What are your plans to modify the existing scheduler implementation to achieve fair-share scheduling? Your answer to this question should be "more than a specification": it should be a specification (sufficient for some other trained person to implement from), plus it should identify specific source files to be modified.
A Strong Suggestion: You have two weeks to complete this entire project. I strongly urge to you do Part 2 during your first week; in other words, try to get it done by Monday February 19th. If you send us your Part 2 writeup by Monday Feb 19th, I will do my best to provide you with some feedback in time to affect what you do in Part 3. (I can't guarantee this; it depends on how many of you send me writeups, and how much free time I have in which to do this. But, I'll do my best.)
In any case, if you don't have Part 2 done by Monday the 19th, you will be far behind, and you'll have a VERY tough time getting the entire assignment done by Monday Feb 26th.
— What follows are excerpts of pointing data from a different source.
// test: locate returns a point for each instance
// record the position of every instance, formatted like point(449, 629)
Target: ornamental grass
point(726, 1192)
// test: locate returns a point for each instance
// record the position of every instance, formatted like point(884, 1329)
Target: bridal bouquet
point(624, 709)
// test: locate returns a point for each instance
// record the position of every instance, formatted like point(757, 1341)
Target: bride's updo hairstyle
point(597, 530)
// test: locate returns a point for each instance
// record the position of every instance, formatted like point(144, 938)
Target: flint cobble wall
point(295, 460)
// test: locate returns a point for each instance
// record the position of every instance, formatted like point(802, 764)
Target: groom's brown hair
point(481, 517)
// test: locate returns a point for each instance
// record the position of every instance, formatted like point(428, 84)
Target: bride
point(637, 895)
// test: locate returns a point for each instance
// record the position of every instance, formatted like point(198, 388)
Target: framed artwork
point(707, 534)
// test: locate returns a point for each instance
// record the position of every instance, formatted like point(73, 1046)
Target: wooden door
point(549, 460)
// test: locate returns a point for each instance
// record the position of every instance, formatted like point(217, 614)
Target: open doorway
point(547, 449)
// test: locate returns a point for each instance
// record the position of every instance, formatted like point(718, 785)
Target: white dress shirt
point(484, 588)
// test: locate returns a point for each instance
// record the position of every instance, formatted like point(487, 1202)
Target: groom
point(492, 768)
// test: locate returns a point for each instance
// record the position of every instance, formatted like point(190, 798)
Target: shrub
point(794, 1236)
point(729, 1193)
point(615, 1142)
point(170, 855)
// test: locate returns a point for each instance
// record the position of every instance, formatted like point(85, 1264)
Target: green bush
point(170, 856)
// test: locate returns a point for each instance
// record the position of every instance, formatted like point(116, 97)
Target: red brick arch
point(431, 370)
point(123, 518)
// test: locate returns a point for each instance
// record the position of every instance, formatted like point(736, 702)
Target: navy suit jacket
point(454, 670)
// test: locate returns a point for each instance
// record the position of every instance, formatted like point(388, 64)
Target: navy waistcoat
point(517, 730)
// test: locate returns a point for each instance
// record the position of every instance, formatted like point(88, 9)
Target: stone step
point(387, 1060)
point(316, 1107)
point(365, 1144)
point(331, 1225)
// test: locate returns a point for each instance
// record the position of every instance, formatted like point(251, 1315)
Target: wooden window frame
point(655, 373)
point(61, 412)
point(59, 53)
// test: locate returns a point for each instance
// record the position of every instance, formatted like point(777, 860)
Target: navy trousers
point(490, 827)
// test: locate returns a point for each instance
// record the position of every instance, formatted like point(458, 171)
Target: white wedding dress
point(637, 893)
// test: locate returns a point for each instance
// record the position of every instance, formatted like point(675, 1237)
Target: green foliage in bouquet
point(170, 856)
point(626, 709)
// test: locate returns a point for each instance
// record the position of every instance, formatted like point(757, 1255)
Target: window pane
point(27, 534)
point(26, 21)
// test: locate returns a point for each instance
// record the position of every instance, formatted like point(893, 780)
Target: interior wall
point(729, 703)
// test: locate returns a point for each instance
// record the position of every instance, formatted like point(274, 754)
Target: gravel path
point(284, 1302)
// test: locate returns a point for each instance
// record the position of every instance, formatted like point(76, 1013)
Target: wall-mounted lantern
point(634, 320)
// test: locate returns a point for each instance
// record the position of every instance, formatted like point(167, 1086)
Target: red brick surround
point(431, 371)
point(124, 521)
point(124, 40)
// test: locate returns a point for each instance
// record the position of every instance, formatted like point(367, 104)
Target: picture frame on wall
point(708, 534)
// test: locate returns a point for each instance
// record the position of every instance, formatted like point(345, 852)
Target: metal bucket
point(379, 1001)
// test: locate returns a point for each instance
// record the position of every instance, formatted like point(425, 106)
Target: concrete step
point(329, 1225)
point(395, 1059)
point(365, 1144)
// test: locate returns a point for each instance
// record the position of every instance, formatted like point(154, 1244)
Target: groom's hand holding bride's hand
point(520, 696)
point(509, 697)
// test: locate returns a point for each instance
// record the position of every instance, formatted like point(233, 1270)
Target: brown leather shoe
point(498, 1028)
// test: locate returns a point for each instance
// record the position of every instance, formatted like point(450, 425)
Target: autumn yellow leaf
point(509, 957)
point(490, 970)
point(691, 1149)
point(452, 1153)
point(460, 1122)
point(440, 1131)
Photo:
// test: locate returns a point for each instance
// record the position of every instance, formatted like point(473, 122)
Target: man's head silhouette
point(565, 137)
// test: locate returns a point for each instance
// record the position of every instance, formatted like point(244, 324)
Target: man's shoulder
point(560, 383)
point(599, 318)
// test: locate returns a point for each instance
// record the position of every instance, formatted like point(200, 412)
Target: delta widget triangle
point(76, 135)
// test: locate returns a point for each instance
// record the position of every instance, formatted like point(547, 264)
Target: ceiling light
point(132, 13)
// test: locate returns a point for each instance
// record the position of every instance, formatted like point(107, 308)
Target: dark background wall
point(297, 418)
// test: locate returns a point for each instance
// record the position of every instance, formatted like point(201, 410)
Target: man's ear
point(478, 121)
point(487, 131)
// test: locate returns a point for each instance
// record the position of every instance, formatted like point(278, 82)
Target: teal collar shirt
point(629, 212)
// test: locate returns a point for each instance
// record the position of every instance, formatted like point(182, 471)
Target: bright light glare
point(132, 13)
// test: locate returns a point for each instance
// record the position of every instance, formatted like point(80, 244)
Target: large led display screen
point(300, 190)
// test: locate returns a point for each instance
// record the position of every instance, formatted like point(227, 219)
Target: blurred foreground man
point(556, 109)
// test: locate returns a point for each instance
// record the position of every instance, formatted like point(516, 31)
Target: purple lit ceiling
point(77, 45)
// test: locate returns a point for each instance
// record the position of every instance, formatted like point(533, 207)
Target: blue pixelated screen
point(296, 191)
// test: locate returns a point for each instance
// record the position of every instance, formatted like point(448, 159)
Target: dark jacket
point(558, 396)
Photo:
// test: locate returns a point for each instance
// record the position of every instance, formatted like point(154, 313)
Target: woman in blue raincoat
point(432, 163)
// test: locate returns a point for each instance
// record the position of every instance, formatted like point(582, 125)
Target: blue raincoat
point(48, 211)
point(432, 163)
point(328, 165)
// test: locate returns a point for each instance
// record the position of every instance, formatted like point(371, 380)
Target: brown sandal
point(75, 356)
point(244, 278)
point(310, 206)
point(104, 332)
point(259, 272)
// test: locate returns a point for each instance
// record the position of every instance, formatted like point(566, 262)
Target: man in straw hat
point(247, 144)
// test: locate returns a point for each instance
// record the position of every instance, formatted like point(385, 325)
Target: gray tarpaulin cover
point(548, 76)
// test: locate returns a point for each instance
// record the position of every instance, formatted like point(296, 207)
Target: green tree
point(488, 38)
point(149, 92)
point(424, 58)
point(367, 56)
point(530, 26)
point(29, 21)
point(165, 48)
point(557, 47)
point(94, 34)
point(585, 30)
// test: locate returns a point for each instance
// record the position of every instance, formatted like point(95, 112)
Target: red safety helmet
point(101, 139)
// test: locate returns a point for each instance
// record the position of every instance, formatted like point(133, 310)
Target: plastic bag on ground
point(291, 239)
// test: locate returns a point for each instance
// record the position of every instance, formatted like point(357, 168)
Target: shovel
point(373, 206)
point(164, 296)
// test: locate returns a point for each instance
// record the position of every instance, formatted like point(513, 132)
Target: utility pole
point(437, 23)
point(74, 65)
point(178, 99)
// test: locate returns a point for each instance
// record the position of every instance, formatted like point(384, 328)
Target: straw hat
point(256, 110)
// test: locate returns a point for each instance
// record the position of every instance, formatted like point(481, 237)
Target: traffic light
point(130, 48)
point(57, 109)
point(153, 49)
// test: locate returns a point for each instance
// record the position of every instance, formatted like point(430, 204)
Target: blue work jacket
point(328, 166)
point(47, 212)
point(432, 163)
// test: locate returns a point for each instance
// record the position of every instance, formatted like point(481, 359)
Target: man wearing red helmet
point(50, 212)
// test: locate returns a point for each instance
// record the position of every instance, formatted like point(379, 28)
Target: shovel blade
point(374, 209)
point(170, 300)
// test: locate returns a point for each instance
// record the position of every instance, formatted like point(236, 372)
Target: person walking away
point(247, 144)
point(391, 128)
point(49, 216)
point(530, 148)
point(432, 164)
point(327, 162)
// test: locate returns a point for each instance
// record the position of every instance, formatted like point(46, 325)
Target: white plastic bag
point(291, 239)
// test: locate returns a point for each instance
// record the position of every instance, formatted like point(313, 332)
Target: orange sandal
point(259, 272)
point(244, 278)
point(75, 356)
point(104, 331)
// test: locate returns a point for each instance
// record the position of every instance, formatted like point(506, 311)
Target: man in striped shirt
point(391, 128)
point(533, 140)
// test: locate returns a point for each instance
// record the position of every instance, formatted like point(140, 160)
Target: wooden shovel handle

Part 3: Implement your Fair-Share Scheduler

Implement your fair-share scheduler, as you designed it in Part 2.
WHAT TO TURN IN FOR PART 3:
A short write-up that describes how what you ended up doing differed from your plans from Part 2, if at all.

Repeat your experiment from Part 1, including generating a new graph, and provide a short description that indicates why you think your scheduler is doing what you want.

Concoct a new experiment(s) using the piglet and io utilities that shows why your scheduler is doing what you want when I/O bound processes are involved. In your writeup, provide us with a description of your experiment, the results of the experiment, and a short description of how this shows your scheduler is doing what you want.

A printout of any source code (.c and .h files) that you changed. To keep this as small as possible, just give us complete routines (rather than files) for .c changes, and lists of additions/deletions from .h files. (Be sure to identify the file that each such excerpt comes from.)
Copy your final bzImage kernel file that includes your fair-share scheduler into the directory /cse451kernels/gribble/assignment_3 on either spinlock or coredump. You should call your file bzImage_yourname, where "yourname" is your first and last name. So, I would issue the following commands:
        cp bzImage /cse451kernels/gribble/assignment_3/bzImage_steve_gribble
      

What to Turn In

By the end of class on Monday February 26, you need to turn in the following:

a document that contains everything described under "WHAT TO TURN IN" in Parts 1, 2, and 3 above.

you must have copied your bzImage into our directory, as described in Part 3 above.